第315夜:ヤフオクの拾い物(賢二郎)
今日から12月である。早いもので今年もあとひと月になってしまった。年初に計画したプランはまた来年に持ち越しとなりそうである。さて、Kさんより見せて貰ったもう1本のこけしを紹介しよう。初めて目にした時、その張りのある表情に好感をもったが、手の込んだ胴模様は初めて見るものであり誰の作かは思い当たらなかった。ヤフオクの出品が増えるにつれて、色々と面白いものも出てくるようになり、それはそれで楽しいものである。こういったこけしを安価に入手した楽しむのも、こけし蒐集の醍醐味の一つなのであろう。口絵写真は、そのこけしの表情である。
作者は胴底の書き込みから、仙台の「広井賢二郎」と分かったが、それが誰なのかは不明でkokeshi wikiで調べて、広井道顕、政昭兄弟の父親であることが分かった。賢二郎は明治26年の生れで江戸の木地師3代目にあたる。昭和20年に疎開で白石に行き、そこでこけしを覚えて製作するようになったらしい。昭和22年からは仙台に移って木地業を続けたた。
こちらが、そのこけしである。大きさは7寸。角張った頭になで肩の胴。前髪の後を緑点で囲い、そこから放射状に手絡を描いている。形式的には遠刈田系のこけしの範疇に入るのだろう。鬢は内側は短く外側は長い二段描き、眼点の大きな一側目に小さな丸鼻である。
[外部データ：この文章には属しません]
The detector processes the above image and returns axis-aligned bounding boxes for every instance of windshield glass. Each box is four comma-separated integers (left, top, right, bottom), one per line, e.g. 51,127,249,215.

胴は上下を2本の赤ロクロ線で締め、その間に3段の横花(菊か?)を描き、最上部には蕾を添えている。Wikiには昭和30年代の作例が載っているが、そちらは胴は模様も含めてほぼ同じであるが、頭は丸く表情もかなり甘くなっている。こけしとしての出来は本作の方が遥かに優っている。昭和20年代の作であろうか。